Laicismo
El proyecto político de la democracia radical lleva implícito una defensa a ultranza de un sistema laicista efectivo, la separación absoluta de las iglesias con respecto al Estado y la promulgación de los valores no-sectarios y no-religiosos que vertebran el discurso laico. La efectividad práctica del Estado laico radica en la naturaleza misma de los valores que lo constituyen: ninguna confesión o ideario religioso ha de ostentar un papel directivo en las cuestiones de la res pública, ya que ello socavaría una de las premisas fundacionales del liberalismo clásico, el derecho a la libertad religiosa y de conciencia. El primer ordenamiento constitucional en garantizar [al menos en el plano teórico] el laicismo en España fue el promulgado en 1931 por la II República, en cuyo artículo 3 recogía expresamente que el Estado español no [tenía] religión oficial. La Constitución republicana también garantizaba la libertad de conciencia y el derecho de practicar y profesar libremente cualquier religión [art. 27]. Los casi 40 años de interregno dictatorial supusieron un retorno al Estado confesional bajo la fórmula del nacionalcatolicismo, lo que a su vez implicó un retroceso gigantesco en la construcción del Estado laico.

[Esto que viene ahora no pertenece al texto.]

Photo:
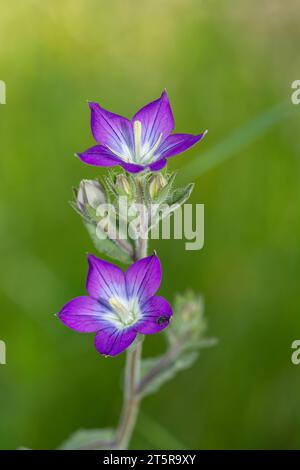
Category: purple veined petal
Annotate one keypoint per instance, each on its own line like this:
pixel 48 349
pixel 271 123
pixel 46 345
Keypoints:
pixel 156 118
pixel 111 130
pixel 99 156
pixel 156 314
pixel 158 165
pixel 111 341
pixel 177 143
pixel 105 280
pixel 83 314
pixel 143 278
pixel 132 167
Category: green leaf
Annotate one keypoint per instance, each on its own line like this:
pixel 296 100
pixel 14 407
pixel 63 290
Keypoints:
pixel 88 438
pixel 107 246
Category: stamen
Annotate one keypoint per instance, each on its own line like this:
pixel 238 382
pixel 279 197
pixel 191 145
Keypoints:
pixel 122 156
pixel 137 131
pixel 151 152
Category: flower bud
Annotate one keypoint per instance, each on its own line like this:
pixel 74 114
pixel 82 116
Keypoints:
pixel 188 322
pixel 90 193
pixel 157 183
pixel 122 185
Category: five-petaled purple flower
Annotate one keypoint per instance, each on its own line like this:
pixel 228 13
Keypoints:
pixel 119 305
pixel 144 142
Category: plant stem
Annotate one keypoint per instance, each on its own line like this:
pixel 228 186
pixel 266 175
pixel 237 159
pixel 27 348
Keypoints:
pixel 131 399
pixel 133 360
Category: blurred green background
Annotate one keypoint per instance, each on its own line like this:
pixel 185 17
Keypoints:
pixel 223 63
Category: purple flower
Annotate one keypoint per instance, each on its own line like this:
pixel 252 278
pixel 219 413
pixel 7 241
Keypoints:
pixel 119 305
pixel 144 142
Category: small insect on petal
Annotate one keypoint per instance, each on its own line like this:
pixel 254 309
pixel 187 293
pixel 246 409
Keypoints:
pixel 161 320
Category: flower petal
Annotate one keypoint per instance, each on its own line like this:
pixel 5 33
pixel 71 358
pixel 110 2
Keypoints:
pixel 111 130
pixel 83 314
pixel 99 156
pixel 143 278
pixel 156 118
pixel 156 314
pixel 177 143
pixel 105 280
pixel 111 341
pixel 132 167
pixel 158 165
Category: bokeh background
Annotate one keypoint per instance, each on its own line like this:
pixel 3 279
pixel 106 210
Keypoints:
pixel 228 66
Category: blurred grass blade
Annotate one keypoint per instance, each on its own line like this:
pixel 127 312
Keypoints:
pixel 236 141
pixel 157 435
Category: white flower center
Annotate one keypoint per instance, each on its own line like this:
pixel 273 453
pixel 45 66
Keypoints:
pixel 124 312
pixel 142 152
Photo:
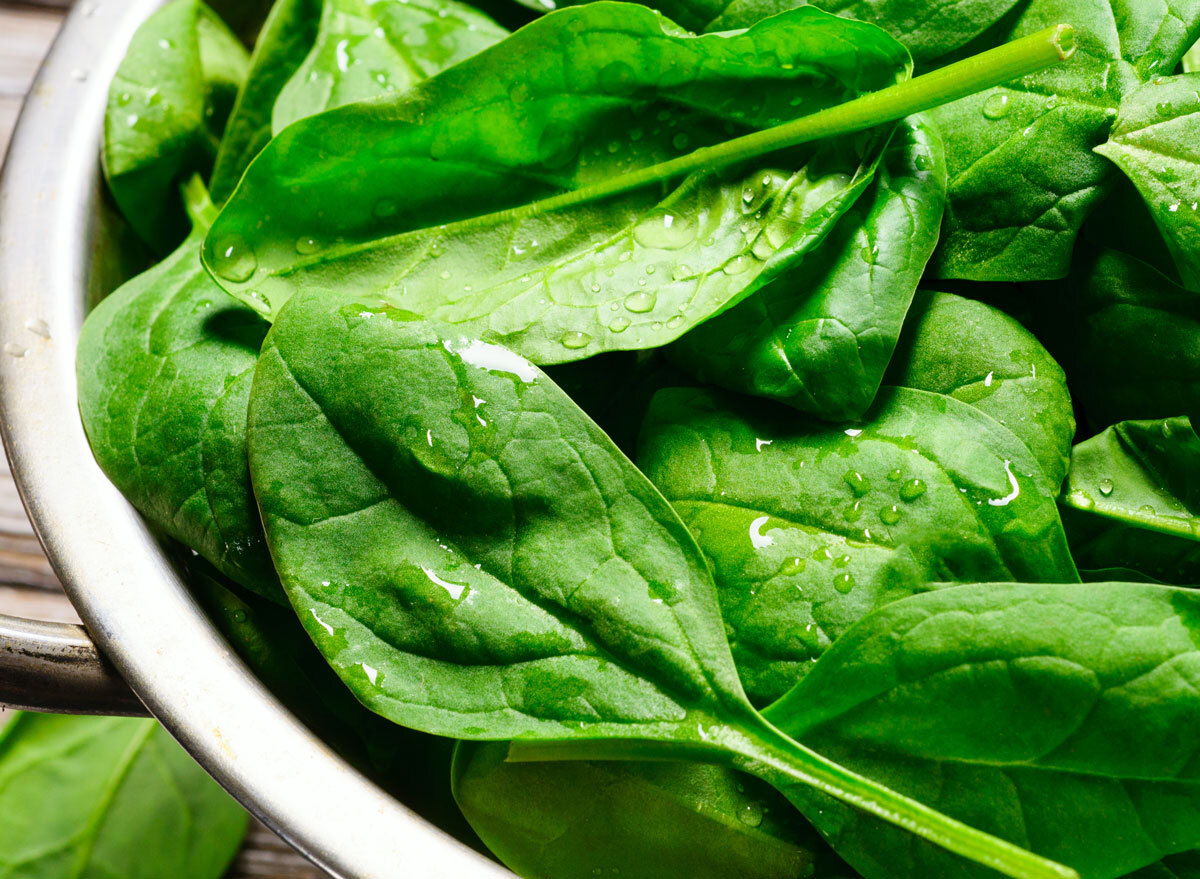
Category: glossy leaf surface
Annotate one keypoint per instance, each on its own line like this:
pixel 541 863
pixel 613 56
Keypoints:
pixel 95 797
pixel 821 336
pixel 167 107
pixel 1059 717
pixel 810 526
pixel 396 197
pixel 1155 143
pixel 163 368
pixel 1023 172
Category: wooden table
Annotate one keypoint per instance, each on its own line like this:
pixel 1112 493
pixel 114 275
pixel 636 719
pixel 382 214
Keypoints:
pixel 28 586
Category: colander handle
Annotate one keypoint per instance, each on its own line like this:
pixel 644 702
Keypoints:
pixel 57 668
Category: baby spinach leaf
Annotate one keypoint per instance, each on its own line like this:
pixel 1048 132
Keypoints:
pixel 1155 144
pixel 108 796
pixel 821 336
pixel 1023 172
pixel 1059 717
pixel 474 557
pixel 1137 351
pixel 367 48
pixel 167 106
pixel 810 526
pixel 639 820
pixel 163 368
pixel 283 43
pixel 978 354
pixel 406 213
pixel 1145 473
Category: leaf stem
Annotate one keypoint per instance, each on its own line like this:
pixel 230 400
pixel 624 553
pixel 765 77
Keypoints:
pixel 951 83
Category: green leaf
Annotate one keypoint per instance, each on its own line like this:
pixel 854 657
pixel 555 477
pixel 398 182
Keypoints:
pixel 94 797
pixel 1024 175
pixel 369 48
pixel 163 368
pixel 821 336
pixel 474 557
pixel 810 526
pixel 167 107
pixel 408 213
pixel 976 353
pixel 1155 144
pixel 1137 347
pixel 1145 473
pixel 283 43
pixel 1057 717
pixel 639 820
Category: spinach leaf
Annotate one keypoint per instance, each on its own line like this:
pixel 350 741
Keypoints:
pixel 810 526
pixel 1059 717
pixel 167 107
pixel 1155 144
pixel 1145 473
pixel 108 796
pixel 367 48
pixel 821 336
pixel 474 557
pixel 163 368
pixel 406 211
pixel 283 43
pixel 648 820
pixel 1137 350
pixel 1023 172
pixel 978 354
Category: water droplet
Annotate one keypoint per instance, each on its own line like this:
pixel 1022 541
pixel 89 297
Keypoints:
pixel 997 106
pixel 39 327
pixel 641 302
pixel 234 261
pixel 857 482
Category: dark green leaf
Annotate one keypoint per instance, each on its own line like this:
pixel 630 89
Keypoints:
pixel 96 797
pixel 821 336
pixel 1155 143
pixel 810 526
pixel 1023 172
pixel 163 368
pixel 167 107
pixel 1059 717
pixel 283 43
pixel 369 48
pixel 397 197
pixel 647 820
pixel 978 354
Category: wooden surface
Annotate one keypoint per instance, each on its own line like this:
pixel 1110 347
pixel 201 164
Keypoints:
pixel 28 586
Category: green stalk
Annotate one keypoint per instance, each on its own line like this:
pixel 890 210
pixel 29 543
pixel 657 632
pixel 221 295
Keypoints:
pixel 785 764
pixel 987 70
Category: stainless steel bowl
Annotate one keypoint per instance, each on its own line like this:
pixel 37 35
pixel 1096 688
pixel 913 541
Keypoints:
pixel 59 247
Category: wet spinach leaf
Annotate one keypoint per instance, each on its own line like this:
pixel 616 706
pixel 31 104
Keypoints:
pixel 1057 717
pixel 108 796
pixel 407 213
pixel 821 336
pixel 1024 175
pixel 163 368
pixel 477 558
pixel 809 526
pixel 1155 144
pixel 167 108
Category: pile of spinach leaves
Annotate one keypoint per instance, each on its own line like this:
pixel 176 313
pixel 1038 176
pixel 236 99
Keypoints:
pixel 676 407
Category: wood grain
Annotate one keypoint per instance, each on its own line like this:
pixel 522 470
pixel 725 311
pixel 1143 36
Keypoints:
pixel 28 585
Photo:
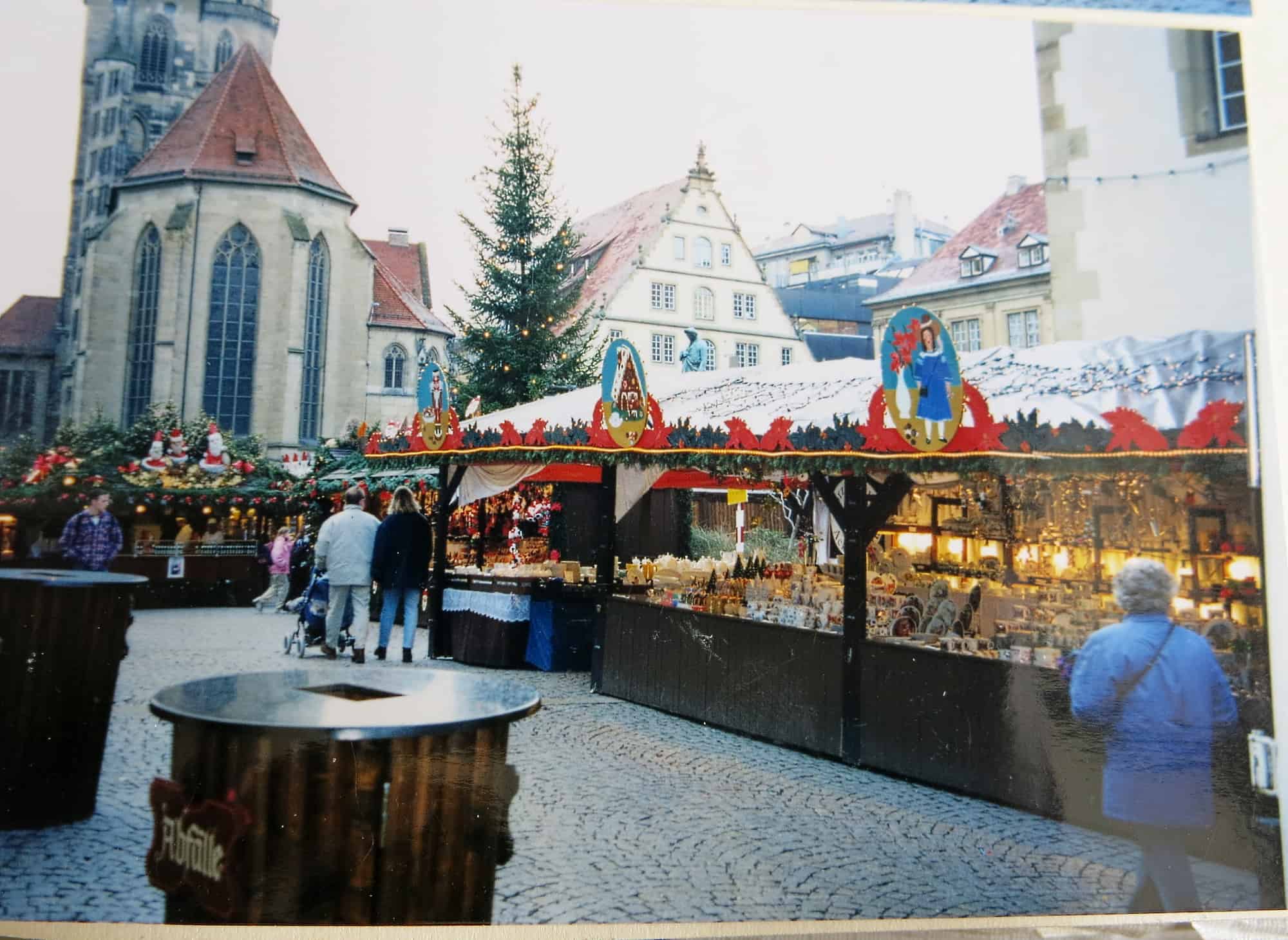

Aún hoy, y a pesar de que la Constitución de 1978 garantiza la laicidad del Estado y de sus instituciones, la libertad de culto y de conciencia, el ordenamiento constitucional de 1978 es mucho más conservador que el de 1931, al hacerle un explícito guiño a la Iglesia católica en detrimento de las demás confesiones [ver acuerdos con la Santa Sede de 1979]. Estas dinámicas históricas han marcado el devenir político, social y cultural del Estado español hasta el punto de que aún hoy hemos de asistir incrédulos a las interferencias constantes de los prelados católicos en la vida política de un país aconfesional y laico como el nuestro. Los obispos y sacerdotes españoles son incapaces de entender que el aborto, el divorcio, la articulación de las nuevas formas de familia y las relaciones afectivo-sexuales no normativas son competencia exclusiva del Estado y de los ciudadanos soberanos. Ni la Iglesia ni la Santa Sede tienen autoridad alguna para, a través de su falaz y distorsionador discurso, intentar imponer su caduco y repugnante modelo de sociedad.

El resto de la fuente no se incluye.